By Tim Ryan
The Rotary Club of Newport News recently hosted an enlightening talk by Edwin Fountain, Vice Chairman of the American Battle Monuments Commission (ABMC). During his presentation, Fountain walked us through the solemn duty of the ABMC, revealing the heartfelt stories of the American service members whose memory they preserve.
Fountain’s discussion highlighted the extensive efforts made by the ABMC to honor our fallen heroes. The organization, he explained, maintains 26 cemeteries and 32 monuments across 17 nations – a testament to the breadth of American sacrifices in the service of global peace. Each site reflects the bravery and sacrifices made by American service members in conflicts dating back to World War I.
Fountain introduced us to historical sites such as Brookwood and Cambridge in England, the Punchbowl in Hawaii, and even a site in Mexico City, offering an insight into the rich tapestry of American military history. However, his retelling did not stop at the geographical locations and the military operations. The ABMC’s mission, he emphasized, is not just about maintaining “the grass green and the headstones white” but about sharing the personal narratives and the humanity of the soldiers.
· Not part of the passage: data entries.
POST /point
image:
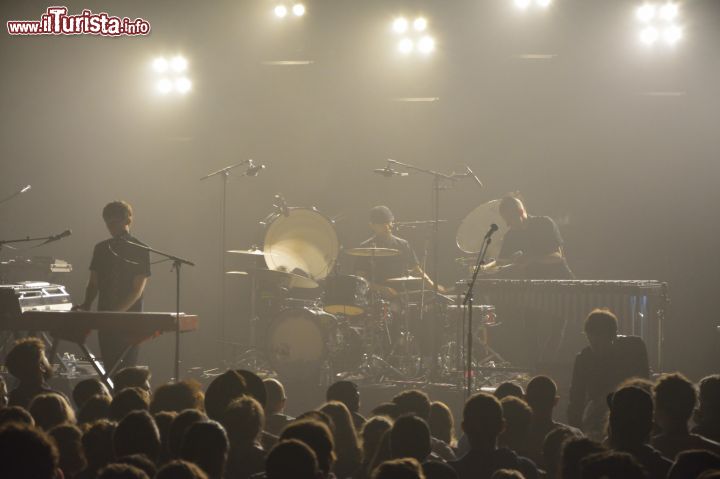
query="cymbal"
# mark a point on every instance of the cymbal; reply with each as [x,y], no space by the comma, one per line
[372,252]
[251,252]
[281,278]
[403,279]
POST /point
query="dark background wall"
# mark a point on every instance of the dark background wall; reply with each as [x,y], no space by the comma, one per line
[585,137]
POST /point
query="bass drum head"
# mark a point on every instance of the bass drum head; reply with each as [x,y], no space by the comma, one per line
[305,240]
[296,342]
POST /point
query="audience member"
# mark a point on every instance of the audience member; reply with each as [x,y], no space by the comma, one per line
[707,416]
[68,440]
[206,444]
[318,437]
[690,464]
[509,388]
[629,427]
[441,423]
[95,408]
[599,368]
[179,427]
[482,424]
[541,395]
[51,409]
[275,417]
[27,363]
[225,388]
[97,444]
[16,414]
[347,449]
[348,393]
[177,397]
[291,459]
[418,403]
[137,434]
[86,389]
[573,452]
[612,465]
[131,377]
[243,420]
[27,452]
[518,416]
[178,469]
[675,399]
[129,400]
[406,468]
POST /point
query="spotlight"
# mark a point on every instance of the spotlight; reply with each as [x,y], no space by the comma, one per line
[400,25]
[298,9]
[405,46]
[183,85]
[160,65]
[280,11]
[164,86]
[645,13]
[426,44]
[178,64]
[649,36]
[672,35]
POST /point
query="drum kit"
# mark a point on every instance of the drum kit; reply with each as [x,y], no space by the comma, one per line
[310,323]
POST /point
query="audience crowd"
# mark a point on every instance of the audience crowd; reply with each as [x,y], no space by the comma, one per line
[237,427]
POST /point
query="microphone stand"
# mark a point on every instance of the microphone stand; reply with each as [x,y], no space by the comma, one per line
[177,263]
[224,173]
[468,304]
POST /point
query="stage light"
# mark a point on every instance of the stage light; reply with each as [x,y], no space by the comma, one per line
[426,45]
[280,11]
[406,46]
[400,25]
[160,65]
[298,9]
[178,63]
[164,86]
[649,36]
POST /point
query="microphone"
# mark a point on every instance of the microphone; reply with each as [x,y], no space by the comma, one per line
[58,237]
[493,229]
[253,169]
[477,180]
[388,172]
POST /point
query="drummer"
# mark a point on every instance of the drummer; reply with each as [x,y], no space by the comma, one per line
[380,268]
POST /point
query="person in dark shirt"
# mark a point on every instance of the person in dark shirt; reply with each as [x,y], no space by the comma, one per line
[599,368]
[119,273]
[532,246]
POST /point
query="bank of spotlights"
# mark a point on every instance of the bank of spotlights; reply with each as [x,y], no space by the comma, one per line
[171,75]
[282,10]
[524,5]
[413,36]
[659,24]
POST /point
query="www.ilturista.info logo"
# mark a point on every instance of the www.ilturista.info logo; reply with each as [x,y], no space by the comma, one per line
[56,21]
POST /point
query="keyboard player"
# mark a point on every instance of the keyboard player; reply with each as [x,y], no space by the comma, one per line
[119,273]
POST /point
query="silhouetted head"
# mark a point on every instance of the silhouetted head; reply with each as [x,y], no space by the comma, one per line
[26,451]
[137,434]
[51,409]
[291,459]
[345,392]
[631,418]
[318,437]
[482,419]
[222,391]
[410,437]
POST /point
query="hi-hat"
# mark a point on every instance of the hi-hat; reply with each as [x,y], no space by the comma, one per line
[372,252]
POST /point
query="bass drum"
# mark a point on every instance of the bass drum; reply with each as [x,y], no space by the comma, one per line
[303,242]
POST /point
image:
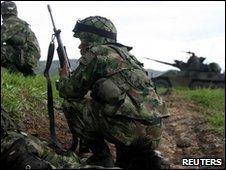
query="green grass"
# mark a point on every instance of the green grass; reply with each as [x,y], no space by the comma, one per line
[25,95]
[212,105]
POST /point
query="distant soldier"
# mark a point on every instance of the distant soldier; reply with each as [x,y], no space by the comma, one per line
[20,49]
[214,67]
[194,63]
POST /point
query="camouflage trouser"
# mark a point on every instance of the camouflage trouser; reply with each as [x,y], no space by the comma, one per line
[17,60]
[41,150]
[89,120]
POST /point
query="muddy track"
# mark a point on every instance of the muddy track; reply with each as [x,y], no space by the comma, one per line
[185,134]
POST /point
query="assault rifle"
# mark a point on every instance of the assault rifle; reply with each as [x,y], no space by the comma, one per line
[64,62]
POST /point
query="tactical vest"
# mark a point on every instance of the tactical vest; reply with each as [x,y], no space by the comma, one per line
[127,86]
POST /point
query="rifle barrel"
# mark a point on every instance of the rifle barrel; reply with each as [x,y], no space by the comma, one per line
[51,16]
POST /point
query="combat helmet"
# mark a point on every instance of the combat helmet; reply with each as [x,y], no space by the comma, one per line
[95,30]
[8,7]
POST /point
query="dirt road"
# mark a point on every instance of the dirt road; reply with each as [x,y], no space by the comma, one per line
[185,134]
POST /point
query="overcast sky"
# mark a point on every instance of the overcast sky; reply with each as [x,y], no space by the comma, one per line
[156,29]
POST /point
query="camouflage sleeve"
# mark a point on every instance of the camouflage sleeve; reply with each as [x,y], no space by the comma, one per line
[10,29]
[80,81]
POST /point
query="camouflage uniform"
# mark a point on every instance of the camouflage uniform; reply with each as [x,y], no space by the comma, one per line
[21,151]
[124,107]
[20,49]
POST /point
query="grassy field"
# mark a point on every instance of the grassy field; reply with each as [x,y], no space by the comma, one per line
[28,95]
[211,103]
[25,95]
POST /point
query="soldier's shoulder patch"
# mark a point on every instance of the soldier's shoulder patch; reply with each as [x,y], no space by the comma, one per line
[87,58]
[101,50]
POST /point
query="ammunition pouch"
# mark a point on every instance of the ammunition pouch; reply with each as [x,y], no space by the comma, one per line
[17,156]
[107,92]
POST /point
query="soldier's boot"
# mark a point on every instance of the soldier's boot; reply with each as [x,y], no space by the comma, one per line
[17,156]
[101,154]
[83,147]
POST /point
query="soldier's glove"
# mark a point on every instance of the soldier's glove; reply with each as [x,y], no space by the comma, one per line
[17,156]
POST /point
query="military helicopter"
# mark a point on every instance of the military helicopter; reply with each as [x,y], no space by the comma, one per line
[193,74]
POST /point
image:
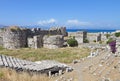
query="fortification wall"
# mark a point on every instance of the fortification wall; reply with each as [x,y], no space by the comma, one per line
[52,42]
[14,38]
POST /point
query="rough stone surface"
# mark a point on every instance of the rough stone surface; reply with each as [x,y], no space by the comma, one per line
[35,42]
[44,66]
[15,37]
[52,42]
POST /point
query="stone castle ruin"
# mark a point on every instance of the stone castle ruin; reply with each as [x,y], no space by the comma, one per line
[15,37]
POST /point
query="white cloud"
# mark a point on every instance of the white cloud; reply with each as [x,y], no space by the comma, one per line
[47,22]
[76,22]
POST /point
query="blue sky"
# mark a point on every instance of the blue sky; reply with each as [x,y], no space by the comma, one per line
[71,13]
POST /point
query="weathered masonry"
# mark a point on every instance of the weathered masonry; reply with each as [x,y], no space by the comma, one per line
[46,66]
[15,37]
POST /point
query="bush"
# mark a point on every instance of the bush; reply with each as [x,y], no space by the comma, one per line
[109,40]
[113,46]
[85,41]
[117,34]
[72,42]
[100,42]
[107,35]
[94,40]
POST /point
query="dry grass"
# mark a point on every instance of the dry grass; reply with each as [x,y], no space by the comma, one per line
[11,75]
[65,55]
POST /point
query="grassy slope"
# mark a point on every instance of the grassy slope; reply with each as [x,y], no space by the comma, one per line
[65,55]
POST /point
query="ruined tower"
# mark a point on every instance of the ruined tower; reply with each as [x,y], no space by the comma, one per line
[14,37]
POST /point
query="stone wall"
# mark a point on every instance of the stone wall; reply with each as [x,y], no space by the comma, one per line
[55,41]
[80,36]
[14,38]
[35,42]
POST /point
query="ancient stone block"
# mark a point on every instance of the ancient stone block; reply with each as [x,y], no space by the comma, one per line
[52,42]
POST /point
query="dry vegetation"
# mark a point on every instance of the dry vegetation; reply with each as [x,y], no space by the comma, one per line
[64,55]
[11,75]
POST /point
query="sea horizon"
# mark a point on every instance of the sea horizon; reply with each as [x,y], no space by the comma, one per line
[92,30]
Stories like those of Dorothy and Gladys Cromwell, Red Cross nurses who tragically lost their lives during World War I, or Quentin Roosevelt, son of President Theodore Roosevelt, who fell during the same conflict, give us a glimpse into the personal price of war. These narratives bridge the gap between generations and allow us to connect with these brave individuals on a deeply human level.
The ABMC is actively expanding its mission to educate and inform. Visitors’ centers at sites like the Normandy cemetery offer historical context, while partnerships with museums, universities, and online platforms widen their reach. These initiatives underscore the importance of keeping these stories alive, allowing the memory of the fallen to inspire future generations.
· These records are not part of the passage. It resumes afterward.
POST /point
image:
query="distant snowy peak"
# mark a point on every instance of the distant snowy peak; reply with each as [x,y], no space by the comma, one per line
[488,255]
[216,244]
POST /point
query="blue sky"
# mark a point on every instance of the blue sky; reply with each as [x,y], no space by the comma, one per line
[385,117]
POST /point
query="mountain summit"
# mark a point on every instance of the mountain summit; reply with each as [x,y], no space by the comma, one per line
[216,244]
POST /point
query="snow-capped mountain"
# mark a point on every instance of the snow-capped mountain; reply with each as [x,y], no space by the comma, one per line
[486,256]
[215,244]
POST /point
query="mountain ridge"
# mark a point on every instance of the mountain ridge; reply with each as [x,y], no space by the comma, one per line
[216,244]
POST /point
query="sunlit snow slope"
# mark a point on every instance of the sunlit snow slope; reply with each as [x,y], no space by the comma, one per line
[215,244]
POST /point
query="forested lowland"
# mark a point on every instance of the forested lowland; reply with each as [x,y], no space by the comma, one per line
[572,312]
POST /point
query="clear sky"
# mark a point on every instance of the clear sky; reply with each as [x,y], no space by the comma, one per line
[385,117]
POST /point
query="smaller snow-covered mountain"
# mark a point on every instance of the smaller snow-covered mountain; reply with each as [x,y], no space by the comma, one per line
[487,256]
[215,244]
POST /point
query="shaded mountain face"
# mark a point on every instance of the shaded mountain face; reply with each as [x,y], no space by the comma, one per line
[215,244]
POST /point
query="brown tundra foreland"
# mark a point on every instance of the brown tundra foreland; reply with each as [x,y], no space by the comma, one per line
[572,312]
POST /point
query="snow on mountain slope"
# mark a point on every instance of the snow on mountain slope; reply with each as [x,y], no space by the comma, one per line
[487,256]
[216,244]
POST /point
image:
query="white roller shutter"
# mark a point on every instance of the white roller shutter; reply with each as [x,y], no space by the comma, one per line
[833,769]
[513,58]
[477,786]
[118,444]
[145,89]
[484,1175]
In closing, Fountain revealed the upcoming unveiling of a stunning 58-foot bronze sculpture at the World War I Memorial in Washington, D.C. We are eager to see this incredible artwork and its potential to bring the Great War’s narrative to life.
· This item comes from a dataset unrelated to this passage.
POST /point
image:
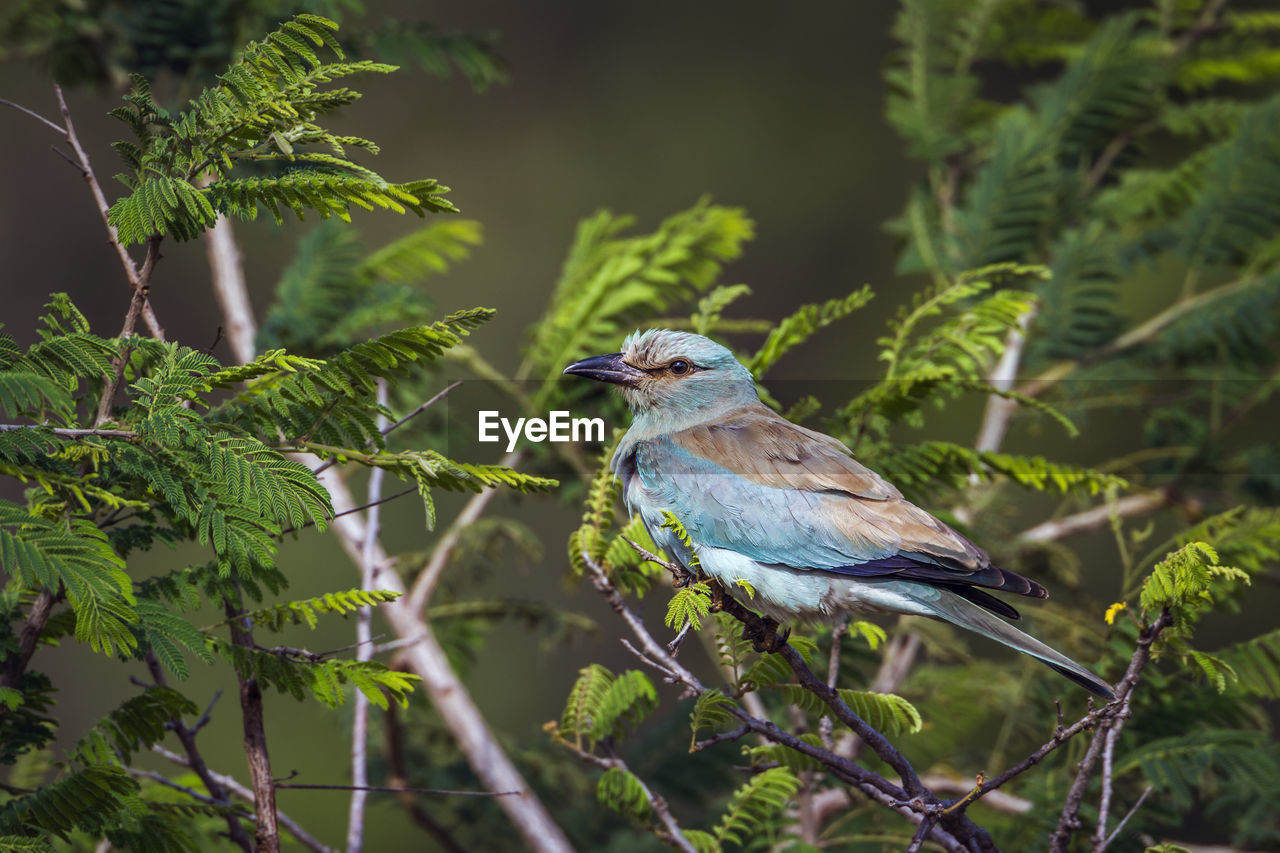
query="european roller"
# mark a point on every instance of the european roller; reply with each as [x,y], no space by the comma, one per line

We are immensely grateful to Edwin Fountain for his insightful talk. His dedication and that of the ABMC serve as a stark reminder of the immense sacrifices made by American service members. By preserving their stories, we honor their memory and ensure their bravery continues to inspire us all.
Join us in thanking Edwin Fountain and the ABMC for their vital work in preserving our nation’s history and honoring our heroes. Together, we remember.